Alexander and his supporters have long argued that the NSA and Cyber Command must be closely connected because so much of what Cyber Command was set up to do — from defend to attack — depends on intelligence that comes from the NSA. To re-create the NSA’s capabilities is neither feasible nor desirable, officials say.
“It would be folly to separate them,” a former senior intelligence official said.
Such coordination, Alexander said, is key to the United States’ cyberattack prowess.
“Cyber offense requires a deep, persistent and pervasive presence on adversary networks in order to precisely deliver effects,” Alexander told the House Armed Services Committee in March in a written response to questions.
Effects could include things such as stopping a denial-
of-service attack, rerouting a jihadi Web site and disrupting an industrial control or military weapons system, actions that generally require presidential permission.
The NSA and the CIA carried out 231 offensive cyber-
operations in 2011, according to classified budget documents obtained by Snowden, The Washington Post reported last month. Their exact nature was not detailed in the documents, but most offensive operations have immediate effects only on data or the proper functioning of an adversary’s machine: slowing its network connection or scrambling the results of basic calculations, which the NSA would do for foreign intelligence purposes. The NSA, officials say, does not conduct a “computer network attack.” That is done by the military under an execute order.
But it can help develop the weapons used in a covert operation, as was reportedly the case with Stuxnet, a computer worm used in an extensive U.S.-Israeli campaign to delay Iran’s nuclear program by disrupting centrifuges in an uranium enrichment plant.
The House and Senate Armed Services committees have raised concerns with the dual-hat arrangement, as well as with a proposal to elevate Cyber Command to a unified command on a par with Central Command and Pacific Command.
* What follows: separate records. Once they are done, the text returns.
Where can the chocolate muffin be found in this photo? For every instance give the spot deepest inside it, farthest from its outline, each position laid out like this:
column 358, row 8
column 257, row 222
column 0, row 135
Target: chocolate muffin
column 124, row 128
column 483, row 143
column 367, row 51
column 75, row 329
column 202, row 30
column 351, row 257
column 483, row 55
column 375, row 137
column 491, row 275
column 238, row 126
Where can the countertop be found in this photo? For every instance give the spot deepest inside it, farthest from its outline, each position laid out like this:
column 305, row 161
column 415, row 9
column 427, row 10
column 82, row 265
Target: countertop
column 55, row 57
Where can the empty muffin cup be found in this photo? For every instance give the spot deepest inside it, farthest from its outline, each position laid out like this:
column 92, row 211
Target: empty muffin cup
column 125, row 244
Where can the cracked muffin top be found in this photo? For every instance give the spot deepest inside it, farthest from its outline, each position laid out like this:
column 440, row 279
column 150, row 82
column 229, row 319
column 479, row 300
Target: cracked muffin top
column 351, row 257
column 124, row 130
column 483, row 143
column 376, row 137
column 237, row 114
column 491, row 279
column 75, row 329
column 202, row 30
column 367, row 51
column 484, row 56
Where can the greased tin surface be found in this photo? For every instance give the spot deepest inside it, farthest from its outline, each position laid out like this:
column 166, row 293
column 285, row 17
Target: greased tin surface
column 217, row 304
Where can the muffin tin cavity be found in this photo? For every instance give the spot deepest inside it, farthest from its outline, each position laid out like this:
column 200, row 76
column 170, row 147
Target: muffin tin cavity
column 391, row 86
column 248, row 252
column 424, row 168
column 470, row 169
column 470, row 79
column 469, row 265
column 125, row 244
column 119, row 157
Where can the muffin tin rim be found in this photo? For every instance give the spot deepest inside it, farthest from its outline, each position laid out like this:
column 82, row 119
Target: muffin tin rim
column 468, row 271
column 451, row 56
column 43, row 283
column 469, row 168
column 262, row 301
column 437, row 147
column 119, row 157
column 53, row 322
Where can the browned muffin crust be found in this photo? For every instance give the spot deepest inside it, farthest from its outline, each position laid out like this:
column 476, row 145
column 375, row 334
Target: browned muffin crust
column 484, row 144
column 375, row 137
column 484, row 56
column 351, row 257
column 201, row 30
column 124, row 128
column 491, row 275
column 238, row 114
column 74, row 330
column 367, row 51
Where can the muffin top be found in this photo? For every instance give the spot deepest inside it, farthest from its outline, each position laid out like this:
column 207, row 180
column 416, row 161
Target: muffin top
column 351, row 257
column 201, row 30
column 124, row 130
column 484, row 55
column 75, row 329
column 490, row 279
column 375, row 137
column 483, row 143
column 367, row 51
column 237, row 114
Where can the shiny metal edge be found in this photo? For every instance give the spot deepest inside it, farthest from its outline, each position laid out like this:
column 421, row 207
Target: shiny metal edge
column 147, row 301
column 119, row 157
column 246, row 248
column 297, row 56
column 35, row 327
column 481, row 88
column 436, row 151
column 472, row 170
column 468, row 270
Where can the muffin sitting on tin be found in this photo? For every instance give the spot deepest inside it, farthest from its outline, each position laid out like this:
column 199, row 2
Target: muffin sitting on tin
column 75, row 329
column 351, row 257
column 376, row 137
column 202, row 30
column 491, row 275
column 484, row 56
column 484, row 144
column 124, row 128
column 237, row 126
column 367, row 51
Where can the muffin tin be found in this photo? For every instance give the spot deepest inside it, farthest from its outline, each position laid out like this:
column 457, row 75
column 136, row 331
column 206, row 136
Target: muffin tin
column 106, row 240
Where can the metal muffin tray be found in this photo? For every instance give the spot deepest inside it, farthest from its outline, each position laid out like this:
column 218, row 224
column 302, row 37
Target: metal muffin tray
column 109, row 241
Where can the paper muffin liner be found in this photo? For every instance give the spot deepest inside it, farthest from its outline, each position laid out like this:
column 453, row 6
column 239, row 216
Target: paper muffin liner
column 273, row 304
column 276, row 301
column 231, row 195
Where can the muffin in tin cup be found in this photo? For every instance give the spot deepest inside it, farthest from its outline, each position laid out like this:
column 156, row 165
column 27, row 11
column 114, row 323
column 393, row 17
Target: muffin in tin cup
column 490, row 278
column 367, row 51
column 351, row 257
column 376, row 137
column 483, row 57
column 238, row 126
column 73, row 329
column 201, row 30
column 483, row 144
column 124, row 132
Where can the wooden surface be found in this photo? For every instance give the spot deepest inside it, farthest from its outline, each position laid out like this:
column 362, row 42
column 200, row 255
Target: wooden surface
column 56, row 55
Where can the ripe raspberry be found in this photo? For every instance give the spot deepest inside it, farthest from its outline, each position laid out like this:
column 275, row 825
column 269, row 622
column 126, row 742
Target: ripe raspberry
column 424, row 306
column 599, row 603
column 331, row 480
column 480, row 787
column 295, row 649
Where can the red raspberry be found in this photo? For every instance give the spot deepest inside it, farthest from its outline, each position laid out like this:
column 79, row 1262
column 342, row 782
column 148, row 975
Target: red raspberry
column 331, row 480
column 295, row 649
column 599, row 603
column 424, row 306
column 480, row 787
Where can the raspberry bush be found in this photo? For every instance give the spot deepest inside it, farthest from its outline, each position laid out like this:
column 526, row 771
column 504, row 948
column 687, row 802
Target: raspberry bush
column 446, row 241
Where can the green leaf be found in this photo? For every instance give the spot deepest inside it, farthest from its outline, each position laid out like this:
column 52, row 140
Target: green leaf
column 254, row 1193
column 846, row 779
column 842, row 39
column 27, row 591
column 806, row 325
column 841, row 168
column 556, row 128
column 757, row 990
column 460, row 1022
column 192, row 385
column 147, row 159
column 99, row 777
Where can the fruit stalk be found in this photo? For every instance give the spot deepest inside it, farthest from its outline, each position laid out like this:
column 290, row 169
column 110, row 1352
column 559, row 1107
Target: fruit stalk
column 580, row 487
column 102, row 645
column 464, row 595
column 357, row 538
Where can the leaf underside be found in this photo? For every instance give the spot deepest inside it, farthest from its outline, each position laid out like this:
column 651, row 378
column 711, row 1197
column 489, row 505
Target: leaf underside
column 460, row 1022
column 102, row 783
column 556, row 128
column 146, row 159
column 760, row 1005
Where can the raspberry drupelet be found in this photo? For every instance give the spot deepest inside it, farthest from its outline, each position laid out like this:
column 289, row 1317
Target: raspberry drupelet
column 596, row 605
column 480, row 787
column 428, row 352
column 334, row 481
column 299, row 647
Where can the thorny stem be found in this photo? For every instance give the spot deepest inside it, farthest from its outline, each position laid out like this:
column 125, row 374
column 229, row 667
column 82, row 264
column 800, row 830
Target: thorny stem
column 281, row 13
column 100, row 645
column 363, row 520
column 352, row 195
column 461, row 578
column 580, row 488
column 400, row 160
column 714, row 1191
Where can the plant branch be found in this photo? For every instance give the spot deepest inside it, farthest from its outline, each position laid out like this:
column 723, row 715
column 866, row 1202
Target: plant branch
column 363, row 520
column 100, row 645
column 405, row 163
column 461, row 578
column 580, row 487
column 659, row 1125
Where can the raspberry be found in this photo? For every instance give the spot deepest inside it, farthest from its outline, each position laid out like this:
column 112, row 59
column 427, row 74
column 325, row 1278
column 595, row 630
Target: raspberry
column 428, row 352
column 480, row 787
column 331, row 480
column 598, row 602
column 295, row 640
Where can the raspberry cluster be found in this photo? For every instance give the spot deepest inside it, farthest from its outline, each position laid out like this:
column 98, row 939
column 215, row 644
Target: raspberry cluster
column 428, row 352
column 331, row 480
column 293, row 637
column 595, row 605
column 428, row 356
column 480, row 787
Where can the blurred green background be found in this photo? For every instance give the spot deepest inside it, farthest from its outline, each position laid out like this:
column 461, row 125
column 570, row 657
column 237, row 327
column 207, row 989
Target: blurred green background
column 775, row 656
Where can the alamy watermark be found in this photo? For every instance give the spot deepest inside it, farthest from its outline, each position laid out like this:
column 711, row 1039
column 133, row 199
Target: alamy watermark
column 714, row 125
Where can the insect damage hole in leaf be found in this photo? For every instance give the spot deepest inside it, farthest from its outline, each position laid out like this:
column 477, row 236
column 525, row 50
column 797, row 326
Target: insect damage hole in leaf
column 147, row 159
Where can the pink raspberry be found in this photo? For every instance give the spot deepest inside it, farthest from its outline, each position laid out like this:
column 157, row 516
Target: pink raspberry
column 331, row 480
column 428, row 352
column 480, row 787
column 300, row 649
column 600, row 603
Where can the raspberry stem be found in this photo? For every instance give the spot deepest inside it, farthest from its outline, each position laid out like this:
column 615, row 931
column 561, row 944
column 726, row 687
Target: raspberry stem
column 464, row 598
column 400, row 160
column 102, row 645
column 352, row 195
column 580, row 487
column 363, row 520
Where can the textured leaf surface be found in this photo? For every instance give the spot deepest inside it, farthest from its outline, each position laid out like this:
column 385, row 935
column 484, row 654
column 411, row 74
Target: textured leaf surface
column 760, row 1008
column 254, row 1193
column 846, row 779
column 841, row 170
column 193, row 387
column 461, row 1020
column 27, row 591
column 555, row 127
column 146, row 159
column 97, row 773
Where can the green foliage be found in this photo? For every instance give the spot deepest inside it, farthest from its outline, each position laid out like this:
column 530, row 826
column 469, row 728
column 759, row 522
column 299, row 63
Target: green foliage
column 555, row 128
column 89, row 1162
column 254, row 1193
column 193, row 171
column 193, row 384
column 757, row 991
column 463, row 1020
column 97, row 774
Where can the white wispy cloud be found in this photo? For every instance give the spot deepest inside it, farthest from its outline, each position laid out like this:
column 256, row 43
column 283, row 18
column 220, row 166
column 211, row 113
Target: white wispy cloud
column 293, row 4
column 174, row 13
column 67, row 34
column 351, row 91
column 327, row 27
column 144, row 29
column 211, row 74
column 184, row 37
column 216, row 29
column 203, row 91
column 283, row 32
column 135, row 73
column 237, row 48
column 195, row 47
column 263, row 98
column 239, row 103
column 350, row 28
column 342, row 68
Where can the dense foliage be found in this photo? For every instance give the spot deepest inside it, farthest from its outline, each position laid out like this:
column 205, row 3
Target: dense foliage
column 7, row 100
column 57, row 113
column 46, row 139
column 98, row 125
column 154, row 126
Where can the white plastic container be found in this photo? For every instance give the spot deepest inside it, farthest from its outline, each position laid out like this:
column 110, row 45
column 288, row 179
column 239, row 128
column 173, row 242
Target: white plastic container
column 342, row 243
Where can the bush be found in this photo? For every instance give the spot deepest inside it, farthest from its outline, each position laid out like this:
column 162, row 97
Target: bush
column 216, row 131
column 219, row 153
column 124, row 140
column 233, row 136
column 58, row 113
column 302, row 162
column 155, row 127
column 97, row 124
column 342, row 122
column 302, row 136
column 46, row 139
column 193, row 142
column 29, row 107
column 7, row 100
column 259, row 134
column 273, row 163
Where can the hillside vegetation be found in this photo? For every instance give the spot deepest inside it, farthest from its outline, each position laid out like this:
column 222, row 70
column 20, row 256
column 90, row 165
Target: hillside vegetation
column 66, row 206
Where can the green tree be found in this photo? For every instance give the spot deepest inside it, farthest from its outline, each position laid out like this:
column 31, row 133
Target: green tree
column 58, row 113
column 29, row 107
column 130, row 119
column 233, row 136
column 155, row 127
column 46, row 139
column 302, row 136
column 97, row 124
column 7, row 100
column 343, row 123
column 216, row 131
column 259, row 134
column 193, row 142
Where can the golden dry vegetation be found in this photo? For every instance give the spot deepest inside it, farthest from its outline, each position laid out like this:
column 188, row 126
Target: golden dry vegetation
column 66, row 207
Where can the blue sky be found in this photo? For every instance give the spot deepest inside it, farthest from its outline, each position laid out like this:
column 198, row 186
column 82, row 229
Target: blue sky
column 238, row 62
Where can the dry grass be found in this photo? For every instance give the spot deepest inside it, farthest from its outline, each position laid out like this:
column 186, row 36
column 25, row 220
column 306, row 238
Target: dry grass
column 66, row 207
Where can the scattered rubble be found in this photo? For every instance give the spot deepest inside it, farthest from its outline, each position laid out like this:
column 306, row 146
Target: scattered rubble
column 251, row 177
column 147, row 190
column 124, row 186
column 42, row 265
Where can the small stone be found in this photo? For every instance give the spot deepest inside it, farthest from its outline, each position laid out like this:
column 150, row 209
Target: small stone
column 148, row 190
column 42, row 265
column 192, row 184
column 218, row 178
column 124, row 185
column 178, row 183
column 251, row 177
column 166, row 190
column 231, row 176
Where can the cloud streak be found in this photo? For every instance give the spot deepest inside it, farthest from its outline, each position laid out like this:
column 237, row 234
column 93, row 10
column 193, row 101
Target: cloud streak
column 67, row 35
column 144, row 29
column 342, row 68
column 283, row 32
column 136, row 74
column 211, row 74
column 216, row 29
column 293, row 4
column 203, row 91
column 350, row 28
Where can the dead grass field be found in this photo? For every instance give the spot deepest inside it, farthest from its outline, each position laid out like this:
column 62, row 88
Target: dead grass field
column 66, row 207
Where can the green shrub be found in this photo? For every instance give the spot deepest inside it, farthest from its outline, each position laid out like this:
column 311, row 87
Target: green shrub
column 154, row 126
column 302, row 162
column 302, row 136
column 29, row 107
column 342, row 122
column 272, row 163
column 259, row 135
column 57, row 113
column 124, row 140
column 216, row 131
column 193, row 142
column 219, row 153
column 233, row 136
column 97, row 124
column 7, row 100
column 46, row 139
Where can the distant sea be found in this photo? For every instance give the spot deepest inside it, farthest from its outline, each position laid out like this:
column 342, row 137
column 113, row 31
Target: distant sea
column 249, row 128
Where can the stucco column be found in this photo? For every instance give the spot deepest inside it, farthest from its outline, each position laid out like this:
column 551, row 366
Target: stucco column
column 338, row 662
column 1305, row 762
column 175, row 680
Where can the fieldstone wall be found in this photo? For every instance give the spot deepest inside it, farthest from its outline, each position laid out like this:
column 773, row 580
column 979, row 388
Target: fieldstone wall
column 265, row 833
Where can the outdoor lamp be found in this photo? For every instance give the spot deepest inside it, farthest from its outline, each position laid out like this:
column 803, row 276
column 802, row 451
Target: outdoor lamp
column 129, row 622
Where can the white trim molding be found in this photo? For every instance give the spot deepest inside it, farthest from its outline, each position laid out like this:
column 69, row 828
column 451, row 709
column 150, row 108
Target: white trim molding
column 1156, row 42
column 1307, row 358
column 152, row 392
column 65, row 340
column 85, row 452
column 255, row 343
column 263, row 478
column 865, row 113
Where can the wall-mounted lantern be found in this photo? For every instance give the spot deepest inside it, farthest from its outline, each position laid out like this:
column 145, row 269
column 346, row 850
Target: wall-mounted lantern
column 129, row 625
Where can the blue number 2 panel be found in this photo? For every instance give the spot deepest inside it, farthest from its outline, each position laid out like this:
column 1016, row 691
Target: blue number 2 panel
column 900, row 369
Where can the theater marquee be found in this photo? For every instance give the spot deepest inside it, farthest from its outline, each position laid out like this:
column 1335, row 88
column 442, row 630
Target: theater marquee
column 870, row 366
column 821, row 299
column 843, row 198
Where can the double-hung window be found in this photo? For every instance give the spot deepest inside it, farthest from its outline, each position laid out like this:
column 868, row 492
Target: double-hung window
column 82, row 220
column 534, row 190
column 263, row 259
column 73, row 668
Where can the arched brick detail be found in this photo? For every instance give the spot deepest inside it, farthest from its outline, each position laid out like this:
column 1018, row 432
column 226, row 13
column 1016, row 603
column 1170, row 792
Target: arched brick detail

The cyber unit falls under Strategic Command in Omaha, though it leaves considerable leeway in policy and operational matters to Alexander, officials say. The move to a unified command, once looked upon as a sure bet, has been slowed because of concerns on Capitol Hill and the Snowden disclosures.
Alexander is moving ahead with plans to build out the fledgling command. By the end of 2016, there will be 133 teams, with about 2,000 new personnel in place. About 4,000 will be coming from the services. Alexander said it will take a couple of years to train the teams.
Of the 133 teams, 27 will support the combatant organizations such as Central Command, Pacific Command and European Command. Key questions remain as to how well the teams will meet combatant commanders’ needs and priorities.
Perhaps the most controversial, though, are the 13 national mission teams, whose job it will be to defend the nation in the event of attacks on critical systems in the private sector.
Some in the military say it is not the Defense Department’s job to stave off attacks against U.S. private-sector systems. “My role is to fight wars — not protect the private sector,” was how one military official put it.
But to settle the argument, last year, then-Defense Secretary Leon E. Panetta signed a memo stating that it was the Defense Department’s role to defend the country against cyberattacks.
The national mission forces are “absolutely critical,” Alexander said in the recent interview. “It’s the future. There are only a couple of ways that people can hurt this country: terrorism and cyber. We’re doing really good against terrorism. Our cyber-force we have to build up.”